Yannick Wimmer Dipl.-Ing. Publications

Hydrogen (H) is held responsible for many of the detrimental effects observed in the oxides of MOSFETs. It is suspected to be the main contributor to charged defects that can alter the electrostatic behavior of an entire device. Experimental observations and recent density functional theory (DFT) calculations have shown that atomistic hydrogen seems to move through the oxide material (here silicon dioxide (SiO₂) ) by hopping from one bridging oxygen atom to another. Positive H (a proton) binds especially strongly to oxygen atoms.
The hopping process, wherein the proton jumps from one oxygen to another, is illustrated at the top of Fig. 1. When neutrally charged, the hydrogen atom can either become interstitial, break one of the bonds of the bridging oxygen or simply remain attached (if a feature nearby is capable of capturing the spare electron) (see the bottom of Fig. 1).
The probability that hopping will occur is determined by the energy barrier that has to be overcome for such a reaction to take place. Contrary to a crystalline structure, an amorphous SiO₂ material can be subdivided into rings of many different sizes. It is of great interest if the H-hopping barriers show a dependence on ring size. Furthermore whether or not hopping rather occurs between neighboring oxygen atoms of the ring or preferably across the ring (cross-ring) (see Fig. 2) was investigated.
Calculations revealed that no correlation between behavior in the neutral state (see Fig 1.) and ring sizes could be deduced. It may seem odd at first glance that transitions into an interstitial state are also part of this investigation.
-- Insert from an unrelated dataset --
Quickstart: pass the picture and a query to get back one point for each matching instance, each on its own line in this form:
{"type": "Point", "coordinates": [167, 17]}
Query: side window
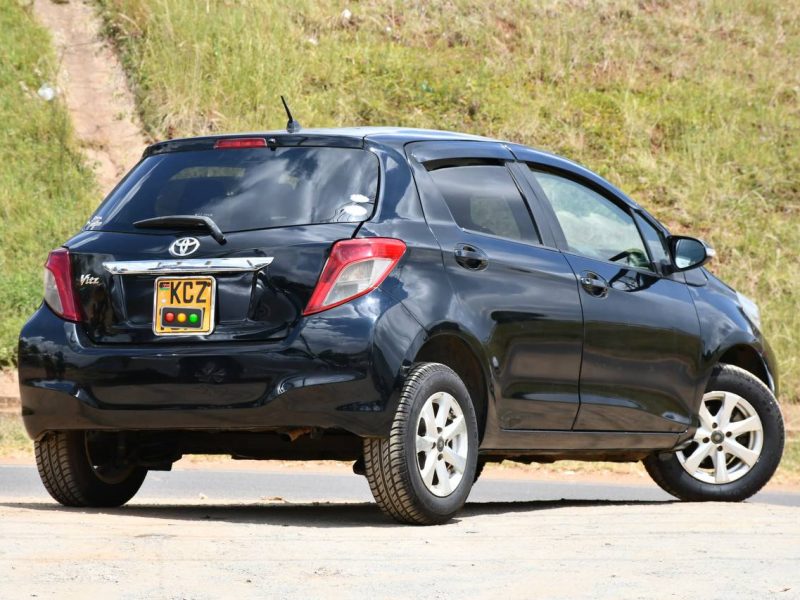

It can be shown however that interstitial hydrogen cannot diffuse far before attaching again to one of the next oxygen atoms, which allows such binding in the neutral state. These reactions would therefore again resemble H-hopping, but now not every oxygen atom can participate.
The main conclusion to be drawn from our calculations is that cross-ring hopping has, on average, lower barriers than neighboring hopping, a finding that was previously reported for positive proton hopping. It can be shown that this also seems to hold true for the neutral charge state. We can therefore conclude that, independent of the charge state, cross-ring hopping (see Fig. 2) seems favorable.

Fig. 1: Top: Hydrogen hopping transition in the positive charge state.

Fig. 2: A ten-member ring in SiO₂ in which the positively charged hydrogen (proton) undergoes either a neighboring hopping or a cross-ring hopping transition.